After all, I doubt many of us can honestly claim to have suffered more than Paul. He was shipwrecked, snake-bitten, beaten, whipped, imprisoned, and eventually executed for his faith in Christ. But he didn’t respond by acting like a victim, he didn’t shift the blame, and he certainly didn’t excuse personal faults and shortcomings because he’d suffered oppression.

It’s a double-standard tipped in our favor.

Instead, after listing a host of his terrible trials, he penned the words, “Nay, in all these things we are more than conquerors through him [Christ] that loved us” (Rom. 8:37).

And doesn’t it get tiring to keep track of others’ wrongdoings? Doesn’t it get tiring to hold on to old grudges and disputes? Doesn’t it get tiring to blame everyone and make ourselves feel helpless to stop the forces of injustice around us?

Another thing most of us don’t realize is how biased we are. After all, we rage at others for having faults that we also have. It’s a double-standard tipped in our favor.
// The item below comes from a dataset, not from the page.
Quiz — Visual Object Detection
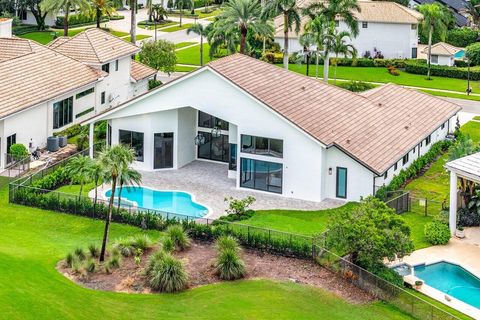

But we don’t have to give in to our tendency to wear the mask of victimhood–we can be victors in Christ. It may require us to stand up despite what others have to say on the matter, but that’s okay. That’s to be expected.

Didn’t Christ, who died to win us the victory, admonish us that we “not be weary in well doing: for in due season we shall reap, if we faint not” (Gal. 6:9)?

All the masks we’ve discussed are meant to impress others or protect self, but in the end, they all go against God. They put God last in favor of the “‘motive beyond the motives, the swollen selfish desire to please self’” (Murphree, 43). But we can’t live for our flesh when God calls us to walk in the Spirit.

True, not everyone will be fully satisfied by our performance, but other people are only servants of the same Master anyway. Our goal should be to serve our Master not our fellow servants.

We must seek God’s pleasure first until all “other desires [are] reordered and preempted by this deep love motive” (Murphree, 15), a motive that dethrones every love trying to take the rightful place of God. This love for God’s pleasure will allow us to take off our masks, despite how shocking it may be to those around us (2 Sam. 12:13) or to ourselves (Ps. 139:23-24).

I’m not saying to bare our bones and show our vulnerabilities for anyone to see, but we shouldn’t disguise the truth of our nature. After all, we cannot commune “face to face” with God or our fellow man “till we have faces” (C.S. Lewis).


1 thought on “Masks of Deception: Stop Tricking Your Peers”

  1. Wow that was deep!, thank you Pam for helping us to see further than our normal; may God continue using you for his honor and glory.